2 octobre : journée internationale de la non-violence

Circulez, y’a rien à voir !
POUR LE RESPECT MUTUEL :
NON AUX VIOLENCES POLICIERES.

Le 2 octobre de 18 à 19h, à l’occasion de la journée internationale de la non-violence, le MAN-Lyon vous invite à prendre part à une action nonviolente tournante devant le commissariat du 1er arrondissement de Lyon.

Une situation inquiétante
Nous constatons avec préoccupation que les cas de plaintes contre la police pour violences et atteintes à l’intégrité de la personne sont en augmentation. Trop souvent des humiliations gratuites sont commises en garde-à-vue. Trop de personnes témoignent de relations avec la police, vécues comme des agressions qui les blessent durablement. De plus en plus la police accuse de « délit d’outrage » des personnes qui se retrouvent interpellées sans délit constaté. Interpellation lorsque des passants se permettent d’intervenir face à des pratiques policières outrancières (paroles ou actes racistes, violence physique non justifiée).
On assiste également à une criminalisation croissante des actes militants et politique : prélèvement de l’ADN, délit de solidarité avec les sans papiers,…
Amnesty International a publié en 2009 un rapport intitulé « France : des policiers au-dessus des lois ». L’association y dénonce des mécanismes de surveillance inadaptés et non conformes aux exigences élémentaires des conventions internationales relatives au respect des droits humains.
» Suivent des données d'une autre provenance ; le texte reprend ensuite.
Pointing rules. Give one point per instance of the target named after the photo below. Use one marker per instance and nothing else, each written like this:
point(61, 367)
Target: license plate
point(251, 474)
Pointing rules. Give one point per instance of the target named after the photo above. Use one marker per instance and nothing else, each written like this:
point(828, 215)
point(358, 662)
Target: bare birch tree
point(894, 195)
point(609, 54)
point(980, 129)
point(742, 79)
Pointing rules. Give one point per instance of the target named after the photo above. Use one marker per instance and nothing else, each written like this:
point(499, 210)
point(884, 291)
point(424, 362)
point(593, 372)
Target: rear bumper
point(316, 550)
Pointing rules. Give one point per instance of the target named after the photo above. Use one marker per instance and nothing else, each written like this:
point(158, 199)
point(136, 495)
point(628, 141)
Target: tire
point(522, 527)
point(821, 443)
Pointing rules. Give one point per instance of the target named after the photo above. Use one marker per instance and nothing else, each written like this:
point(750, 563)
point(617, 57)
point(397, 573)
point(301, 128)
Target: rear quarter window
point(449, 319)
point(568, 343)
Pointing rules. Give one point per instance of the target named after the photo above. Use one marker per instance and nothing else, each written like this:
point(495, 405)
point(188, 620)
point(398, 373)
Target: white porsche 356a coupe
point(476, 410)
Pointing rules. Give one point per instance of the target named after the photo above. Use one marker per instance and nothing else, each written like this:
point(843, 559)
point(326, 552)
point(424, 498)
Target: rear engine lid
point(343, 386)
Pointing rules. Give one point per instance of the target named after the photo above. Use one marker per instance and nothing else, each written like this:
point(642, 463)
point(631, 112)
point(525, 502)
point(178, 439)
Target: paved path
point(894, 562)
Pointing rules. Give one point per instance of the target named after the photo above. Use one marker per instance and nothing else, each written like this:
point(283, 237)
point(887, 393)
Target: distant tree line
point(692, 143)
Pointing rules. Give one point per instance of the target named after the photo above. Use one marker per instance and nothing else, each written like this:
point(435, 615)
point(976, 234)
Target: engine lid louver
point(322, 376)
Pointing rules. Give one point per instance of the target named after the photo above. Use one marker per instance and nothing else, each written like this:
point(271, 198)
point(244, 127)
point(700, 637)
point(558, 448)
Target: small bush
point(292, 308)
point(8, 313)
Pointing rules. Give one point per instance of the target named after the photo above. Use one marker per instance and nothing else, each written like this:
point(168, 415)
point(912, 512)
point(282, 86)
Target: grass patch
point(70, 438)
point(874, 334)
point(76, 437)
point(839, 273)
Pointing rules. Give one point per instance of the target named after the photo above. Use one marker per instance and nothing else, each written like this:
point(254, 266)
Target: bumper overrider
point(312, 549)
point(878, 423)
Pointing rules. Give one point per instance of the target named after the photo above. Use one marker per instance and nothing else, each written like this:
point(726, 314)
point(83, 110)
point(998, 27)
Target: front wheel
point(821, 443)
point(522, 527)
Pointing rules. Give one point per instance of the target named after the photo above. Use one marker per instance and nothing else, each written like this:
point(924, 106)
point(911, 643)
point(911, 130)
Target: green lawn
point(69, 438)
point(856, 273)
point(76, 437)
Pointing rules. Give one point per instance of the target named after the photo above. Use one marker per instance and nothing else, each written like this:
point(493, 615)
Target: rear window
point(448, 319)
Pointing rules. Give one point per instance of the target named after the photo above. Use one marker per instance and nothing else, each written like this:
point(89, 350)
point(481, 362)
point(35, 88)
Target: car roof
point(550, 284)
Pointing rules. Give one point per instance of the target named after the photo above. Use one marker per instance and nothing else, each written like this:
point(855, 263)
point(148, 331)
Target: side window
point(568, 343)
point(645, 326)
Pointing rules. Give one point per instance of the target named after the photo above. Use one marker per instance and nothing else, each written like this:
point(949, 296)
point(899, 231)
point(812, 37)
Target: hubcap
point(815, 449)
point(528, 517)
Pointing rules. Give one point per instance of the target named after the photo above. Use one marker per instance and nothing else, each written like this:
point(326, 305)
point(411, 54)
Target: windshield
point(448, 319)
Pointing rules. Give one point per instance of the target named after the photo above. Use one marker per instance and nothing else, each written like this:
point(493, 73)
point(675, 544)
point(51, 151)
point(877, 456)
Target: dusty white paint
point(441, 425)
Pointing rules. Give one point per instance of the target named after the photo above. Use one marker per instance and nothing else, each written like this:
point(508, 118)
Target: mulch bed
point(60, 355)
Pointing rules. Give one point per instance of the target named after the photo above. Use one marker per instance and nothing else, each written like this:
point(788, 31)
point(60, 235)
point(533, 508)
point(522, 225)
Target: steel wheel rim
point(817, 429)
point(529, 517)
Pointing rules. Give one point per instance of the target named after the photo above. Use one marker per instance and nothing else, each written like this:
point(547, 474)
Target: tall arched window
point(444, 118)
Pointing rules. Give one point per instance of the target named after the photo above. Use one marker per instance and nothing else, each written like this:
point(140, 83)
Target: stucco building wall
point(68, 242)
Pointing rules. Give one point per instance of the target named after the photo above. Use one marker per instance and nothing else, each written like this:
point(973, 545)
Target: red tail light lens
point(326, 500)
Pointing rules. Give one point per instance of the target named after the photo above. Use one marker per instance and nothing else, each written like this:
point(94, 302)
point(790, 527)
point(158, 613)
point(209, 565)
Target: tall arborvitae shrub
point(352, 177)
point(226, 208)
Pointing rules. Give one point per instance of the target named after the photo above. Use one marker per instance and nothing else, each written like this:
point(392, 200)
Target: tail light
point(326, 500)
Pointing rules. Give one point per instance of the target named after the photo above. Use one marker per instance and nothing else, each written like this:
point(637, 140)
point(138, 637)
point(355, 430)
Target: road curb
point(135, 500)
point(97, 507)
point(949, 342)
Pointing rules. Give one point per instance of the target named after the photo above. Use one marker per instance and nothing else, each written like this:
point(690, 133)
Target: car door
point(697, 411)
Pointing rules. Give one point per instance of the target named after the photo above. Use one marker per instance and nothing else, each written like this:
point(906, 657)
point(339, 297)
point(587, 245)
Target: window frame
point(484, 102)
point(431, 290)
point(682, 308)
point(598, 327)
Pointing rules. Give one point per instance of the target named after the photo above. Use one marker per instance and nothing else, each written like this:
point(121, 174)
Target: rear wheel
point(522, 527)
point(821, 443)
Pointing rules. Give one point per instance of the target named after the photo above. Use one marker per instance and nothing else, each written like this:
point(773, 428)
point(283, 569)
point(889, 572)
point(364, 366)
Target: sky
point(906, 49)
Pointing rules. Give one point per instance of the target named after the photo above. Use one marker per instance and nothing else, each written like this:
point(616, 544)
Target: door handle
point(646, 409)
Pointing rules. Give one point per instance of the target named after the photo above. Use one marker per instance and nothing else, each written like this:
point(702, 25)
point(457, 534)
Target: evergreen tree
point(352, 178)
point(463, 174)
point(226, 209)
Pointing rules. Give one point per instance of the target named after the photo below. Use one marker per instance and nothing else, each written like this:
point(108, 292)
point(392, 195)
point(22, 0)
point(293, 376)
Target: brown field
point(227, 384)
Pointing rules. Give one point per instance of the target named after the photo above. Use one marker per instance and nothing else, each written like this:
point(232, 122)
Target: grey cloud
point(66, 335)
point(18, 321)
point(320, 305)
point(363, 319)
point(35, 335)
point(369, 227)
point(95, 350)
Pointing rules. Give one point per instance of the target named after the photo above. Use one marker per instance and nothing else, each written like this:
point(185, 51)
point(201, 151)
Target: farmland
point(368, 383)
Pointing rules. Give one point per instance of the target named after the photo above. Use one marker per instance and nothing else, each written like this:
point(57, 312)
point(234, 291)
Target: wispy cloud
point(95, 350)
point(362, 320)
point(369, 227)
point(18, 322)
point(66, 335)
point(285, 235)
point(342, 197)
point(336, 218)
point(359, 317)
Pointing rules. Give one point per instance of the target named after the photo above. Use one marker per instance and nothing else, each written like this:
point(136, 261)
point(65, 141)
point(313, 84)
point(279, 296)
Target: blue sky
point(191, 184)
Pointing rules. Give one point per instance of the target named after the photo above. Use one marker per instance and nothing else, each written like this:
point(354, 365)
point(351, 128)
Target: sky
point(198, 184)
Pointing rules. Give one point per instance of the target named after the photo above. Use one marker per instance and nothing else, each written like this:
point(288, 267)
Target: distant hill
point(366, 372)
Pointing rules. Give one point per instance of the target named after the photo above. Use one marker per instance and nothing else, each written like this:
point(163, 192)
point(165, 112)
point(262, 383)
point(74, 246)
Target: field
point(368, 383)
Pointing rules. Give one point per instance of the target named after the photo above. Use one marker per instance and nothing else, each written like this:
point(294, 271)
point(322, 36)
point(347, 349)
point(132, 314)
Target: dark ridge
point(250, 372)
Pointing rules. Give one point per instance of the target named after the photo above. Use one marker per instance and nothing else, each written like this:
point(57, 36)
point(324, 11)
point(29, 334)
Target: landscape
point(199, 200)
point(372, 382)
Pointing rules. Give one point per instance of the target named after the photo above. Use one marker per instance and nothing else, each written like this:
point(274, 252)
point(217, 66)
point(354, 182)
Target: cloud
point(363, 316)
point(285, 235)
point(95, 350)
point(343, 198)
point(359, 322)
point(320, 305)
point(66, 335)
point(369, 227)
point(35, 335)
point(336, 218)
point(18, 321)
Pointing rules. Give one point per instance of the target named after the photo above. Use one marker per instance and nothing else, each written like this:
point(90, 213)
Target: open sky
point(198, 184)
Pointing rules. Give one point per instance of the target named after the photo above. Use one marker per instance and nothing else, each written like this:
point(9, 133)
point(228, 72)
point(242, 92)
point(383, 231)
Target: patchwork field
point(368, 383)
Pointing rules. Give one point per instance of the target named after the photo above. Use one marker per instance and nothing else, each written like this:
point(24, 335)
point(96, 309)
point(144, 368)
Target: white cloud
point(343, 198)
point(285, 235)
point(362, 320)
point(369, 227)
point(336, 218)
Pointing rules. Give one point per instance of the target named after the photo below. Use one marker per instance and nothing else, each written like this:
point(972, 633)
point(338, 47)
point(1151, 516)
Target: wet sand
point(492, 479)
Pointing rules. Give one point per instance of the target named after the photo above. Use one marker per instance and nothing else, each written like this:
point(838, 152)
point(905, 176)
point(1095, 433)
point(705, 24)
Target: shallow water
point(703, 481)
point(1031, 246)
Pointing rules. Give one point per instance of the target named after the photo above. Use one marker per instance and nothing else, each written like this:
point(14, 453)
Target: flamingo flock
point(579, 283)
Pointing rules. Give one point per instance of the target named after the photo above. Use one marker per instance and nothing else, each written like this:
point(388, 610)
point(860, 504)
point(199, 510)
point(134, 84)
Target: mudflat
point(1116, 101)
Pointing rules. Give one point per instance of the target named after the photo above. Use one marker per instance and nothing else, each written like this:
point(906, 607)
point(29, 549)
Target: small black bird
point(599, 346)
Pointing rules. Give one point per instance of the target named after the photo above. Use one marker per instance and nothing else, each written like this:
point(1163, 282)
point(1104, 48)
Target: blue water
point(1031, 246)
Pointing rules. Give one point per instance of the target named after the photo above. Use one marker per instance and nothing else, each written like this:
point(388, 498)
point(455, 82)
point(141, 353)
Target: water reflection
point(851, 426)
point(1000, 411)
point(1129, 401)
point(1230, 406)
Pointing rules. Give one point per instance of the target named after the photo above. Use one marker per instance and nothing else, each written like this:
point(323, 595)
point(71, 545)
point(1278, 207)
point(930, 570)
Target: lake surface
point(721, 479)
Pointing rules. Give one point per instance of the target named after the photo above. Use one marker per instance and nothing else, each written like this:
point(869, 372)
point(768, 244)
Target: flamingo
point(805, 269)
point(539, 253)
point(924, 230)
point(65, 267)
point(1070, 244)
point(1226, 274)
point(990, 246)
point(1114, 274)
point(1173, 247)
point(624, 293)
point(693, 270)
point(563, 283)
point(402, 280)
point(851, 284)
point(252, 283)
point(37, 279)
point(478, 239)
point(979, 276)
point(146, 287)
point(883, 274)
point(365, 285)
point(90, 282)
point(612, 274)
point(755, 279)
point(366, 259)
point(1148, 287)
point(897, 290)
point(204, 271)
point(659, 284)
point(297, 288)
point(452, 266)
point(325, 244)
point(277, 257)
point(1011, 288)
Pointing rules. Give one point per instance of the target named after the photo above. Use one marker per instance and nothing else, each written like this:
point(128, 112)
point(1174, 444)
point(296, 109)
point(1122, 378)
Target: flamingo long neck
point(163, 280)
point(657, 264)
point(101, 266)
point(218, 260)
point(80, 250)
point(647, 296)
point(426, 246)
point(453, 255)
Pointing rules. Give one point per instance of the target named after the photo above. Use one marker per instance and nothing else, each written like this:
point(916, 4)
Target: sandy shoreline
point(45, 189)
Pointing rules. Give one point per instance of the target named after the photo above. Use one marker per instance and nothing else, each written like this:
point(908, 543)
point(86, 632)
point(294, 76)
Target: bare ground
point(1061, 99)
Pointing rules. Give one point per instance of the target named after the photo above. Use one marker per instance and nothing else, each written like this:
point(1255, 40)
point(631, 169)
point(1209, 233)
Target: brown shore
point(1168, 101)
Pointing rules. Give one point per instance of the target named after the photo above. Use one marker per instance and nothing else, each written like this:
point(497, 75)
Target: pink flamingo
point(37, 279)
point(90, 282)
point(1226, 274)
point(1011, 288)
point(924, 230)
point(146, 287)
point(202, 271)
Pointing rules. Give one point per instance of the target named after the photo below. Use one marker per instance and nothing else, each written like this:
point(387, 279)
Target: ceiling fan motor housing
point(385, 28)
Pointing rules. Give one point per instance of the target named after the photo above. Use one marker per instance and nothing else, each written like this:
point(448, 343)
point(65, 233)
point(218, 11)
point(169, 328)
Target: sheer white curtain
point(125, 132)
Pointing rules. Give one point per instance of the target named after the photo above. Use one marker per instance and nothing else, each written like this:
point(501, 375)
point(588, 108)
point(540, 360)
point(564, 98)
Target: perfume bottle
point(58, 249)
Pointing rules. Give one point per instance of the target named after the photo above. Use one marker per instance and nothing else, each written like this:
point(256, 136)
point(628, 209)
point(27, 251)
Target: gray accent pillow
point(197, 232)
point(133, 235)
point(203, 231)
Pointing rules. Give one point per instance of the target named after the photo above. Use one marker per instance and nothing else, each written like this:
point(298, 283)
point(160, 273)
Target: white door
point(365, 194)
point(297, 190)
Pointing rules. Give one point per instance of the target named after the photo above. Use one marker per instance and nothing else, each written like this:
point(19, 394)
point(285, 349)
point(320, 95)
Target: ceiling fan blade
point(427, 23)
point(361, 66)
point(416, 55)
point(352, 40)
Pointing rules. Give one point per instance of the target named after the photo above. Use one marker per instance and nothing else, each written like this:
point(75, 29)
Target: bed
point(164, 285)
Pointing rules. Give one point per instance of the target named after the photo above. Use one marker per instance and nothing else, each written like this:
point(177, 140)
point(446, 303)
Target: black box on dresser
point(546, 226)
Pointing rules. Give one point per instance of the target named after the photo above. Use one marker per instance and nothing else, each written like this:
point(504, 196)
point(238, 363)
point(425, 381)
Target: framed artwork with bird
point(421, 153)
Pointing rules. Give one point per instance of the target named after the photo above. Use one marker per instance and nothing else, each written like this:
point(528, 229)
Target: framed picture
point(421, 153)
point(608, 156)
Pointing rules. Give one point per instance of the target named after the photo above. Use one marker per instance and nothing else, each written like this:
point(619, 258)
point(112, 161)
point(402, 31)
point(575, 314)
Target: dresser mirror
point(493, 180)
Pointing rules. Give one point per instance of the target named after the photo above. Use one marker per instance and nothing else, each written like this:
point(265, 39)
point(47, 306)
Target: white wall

Ne pas stigmatiser mais changer les choses
Il ne s’agit pas de stigmatiser dans leur ensemble les policiers qui font un métier difficile et qui doit avoir sa place dans une démocratie. Il est important de garantir la dimension démocratique de leurs fonctions et le droit de tou-te-s à être traité sans violences et sans arbitraire. Le respect mutuel entre policiers et civils est possible et nécessaire. Cela passe en particulier par l’arrêt du tutoiement vis-à-vis des jeunes et du contrôle répété des papiers aux mêmes personnes dans la journée…
La politique du chiffre ajoute une pression supplémentaire importante aux agents de la police.
La formation des agents de police doit être renforcée et adaptée aux exigences de respect de la dignité humaine et des principes fondamentaux des droits humains. L’accompagnement psychologique de la police est indispensable.

Construire des garde-fous
Il est nécessaire de construire des garde-fous juridiques et institutionnels solides face aux dérapages possibles des agents de la force publique qui disposent d’armes et sont habilités à faire usage de la violence. C’est nécessaire pour empêcher que se développe un sentiment d’impunité.
Amnesty recommande notamment la création d’une commission indépendante chargée des plaintes contre la police, ainsi que la publication de statistiques régulières sur les plaintes déposées contre les agents de la force publique.
La récente annonce de la suppression de la Commission nationale de déontologie sur la sécurité est un recul démocratique.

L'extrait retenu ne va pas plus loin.